New role: AGI Alignment research

Aug 24, 2023

I'm taking a new role within Google -- I'm joining Google DeepMind to help set up a technical alignment team in the Bay Area. [Edit: There’s already a team in London, which will continue to exist and do great work. I’m helping to set up a US branch of that team.]

You might have questions! Here are some answers.

What the heck is alignment?

Alignment is the idea that we should have AIs aim for human goals, and do so in a way that is fundamentally controlled by humans. This sounds kind of obvious, but in fact it turns out to be pretty hard, especially once you consider (future) AIs that are human level or higher for ~all cognitive tasks (this is called AGI, for Artificial General Intelligence).

Wikipedia has a page if you want a more authoritative take.

Why is AI alignment so hard?

A few reasons:

We don’t have a way to clearly set goals at all for large language models (LLMs), the most powerful current AI system we have. You can ask it to do stuff in a prompt, and sometimes it will do what you want, but frequently gets it wrong, in part because your request is just very ambiguous because language is ambiguous.

You can use training data to encode your goals, which is more reliable, but takes some translation — you put your idea into guidelines, raters label the examples according to the guidelines, and then the model learns to match the pattern in the data. At each of those steps there is a translation to something potentially quite different, and in practice it takes a ton of iteration to get something kind of right, and is basically impossible to get it totally right.
Our understanding of LLMs is very empirical and doesn’t have great theoretical underpinnings, so it’s hard/impossible to know if something will work without doing a lot of experiments. One example of this is if an AI encounters a situation unlike anything in its training, it’s ~impossible to predict what it will do, which seems bad since new experiences do come up from time to time.
Once AGI shows up, we’ll have a new problem: how do we supervise AIs that are smarter than we are? We need some sort of solution that scales with how smart AI is, on top of having a solution that works at all. Which we don’t.

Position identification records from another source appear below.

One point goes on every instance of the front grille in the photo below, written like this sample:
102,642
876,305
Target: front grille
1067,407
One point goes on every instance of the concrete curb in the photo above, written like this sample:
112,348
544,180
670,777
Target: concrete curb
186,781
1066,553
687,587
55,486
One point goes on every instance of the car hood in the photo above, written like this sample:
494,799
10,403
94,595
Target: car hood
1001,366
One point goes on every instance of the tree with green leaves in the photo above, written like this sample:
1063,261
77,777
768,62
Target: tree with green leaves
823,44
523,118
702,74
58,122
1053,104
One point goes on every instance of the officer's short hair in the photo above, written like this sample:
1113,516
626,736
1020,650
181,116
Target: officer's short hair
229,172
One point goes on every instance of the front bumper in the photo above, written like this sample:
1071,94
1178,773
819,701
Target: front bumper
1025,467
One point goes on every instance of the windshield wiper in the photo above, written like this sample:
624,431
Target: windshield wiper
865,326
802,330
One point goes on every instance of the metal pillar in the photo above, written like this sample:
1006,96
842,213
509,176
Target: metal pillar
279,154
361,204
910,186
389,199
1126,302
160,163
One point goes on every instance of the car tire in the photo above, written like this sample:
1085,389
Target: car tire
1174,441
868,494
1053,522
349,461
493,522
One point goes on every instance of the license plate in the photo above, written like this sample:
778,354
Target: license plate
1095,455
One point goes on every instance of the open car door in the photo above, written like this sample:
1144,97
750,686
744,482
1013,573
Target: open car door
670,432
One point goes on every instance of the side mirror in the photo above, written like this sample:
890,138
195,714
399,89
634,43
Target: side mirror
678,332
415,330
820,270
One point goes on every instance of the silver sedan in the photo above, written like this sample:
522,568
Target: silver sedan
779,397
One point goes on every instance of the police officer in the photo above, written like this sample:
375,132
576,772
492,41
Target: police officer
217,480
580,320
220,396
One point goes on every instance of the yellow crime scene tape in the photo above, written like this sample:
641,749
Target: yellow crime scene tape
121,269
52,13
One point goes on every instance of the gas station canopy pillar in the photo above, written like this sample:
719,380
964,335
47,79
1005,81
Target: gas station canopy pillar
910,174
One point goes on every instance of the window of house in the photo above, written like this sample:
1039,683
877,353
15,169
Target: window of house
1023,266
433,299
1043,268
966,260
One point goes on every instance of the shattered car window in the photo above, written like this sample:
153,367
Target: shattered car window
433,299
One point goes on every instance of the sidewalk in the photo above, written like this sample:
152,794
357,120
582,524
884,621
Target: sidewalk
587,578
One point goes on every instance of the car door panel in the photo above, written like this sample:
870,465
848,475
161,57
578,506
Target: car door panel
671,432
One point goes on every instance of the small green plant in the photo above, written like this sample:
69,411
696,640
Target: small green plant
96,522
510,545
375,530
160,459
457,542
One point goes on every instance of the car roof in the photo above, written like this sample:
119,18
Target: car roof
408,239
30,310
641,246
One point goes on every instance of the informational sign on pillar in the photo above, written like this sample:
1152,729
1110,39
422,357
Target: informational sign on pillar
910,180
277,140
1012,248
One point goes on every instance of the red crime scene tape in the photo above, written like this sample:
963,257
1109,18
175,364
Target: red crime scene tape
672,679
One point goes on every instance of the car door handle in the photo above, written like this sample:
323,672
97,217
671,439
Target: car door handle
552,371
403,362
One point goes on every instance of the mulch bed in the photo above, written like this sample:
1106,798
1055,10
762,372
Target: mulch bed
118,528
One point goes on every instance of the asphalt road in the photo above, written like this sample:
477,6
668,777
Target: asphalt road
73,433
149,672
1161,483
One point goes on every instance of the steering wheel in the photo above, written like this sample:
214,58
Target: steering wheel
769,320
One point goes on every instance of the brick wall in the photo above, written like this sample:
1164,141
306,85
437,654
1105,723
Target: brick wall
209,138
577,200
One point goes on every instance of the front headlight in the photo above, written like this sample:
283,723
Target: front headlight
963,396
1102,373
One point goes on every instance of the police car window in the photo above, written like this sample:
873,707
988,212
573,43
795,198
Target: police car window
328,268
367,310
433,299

Those first two points seem like general points about ML rather than Alignment in particular.

Fair point.

So why are they there?

Because those issues become very risky when we reach AGI. Right now they are barriers to mundane utility — making LLMs actually useful in everyday life — but imagine if you didn’t have clear goals for an air traffic control system1, or AIs in various kinds of leadership or decisionmaking positions. Generally if you have a really powerful system with a lot of authority you need to have similarly powerful controls.

We have people in positions like that, but we don’t have proof that they will do the right thing.

This is true! And we have lots of examples of people with too much power doing horrible things (see: the 20th century). We’ve managed to mostly find control systems that keep the worst things from happening too often with humans. We need to find that kind of control system for AI too, only the stakes are higher and we may not have the centuries of experimentation it took with human organizations to get it right with AI.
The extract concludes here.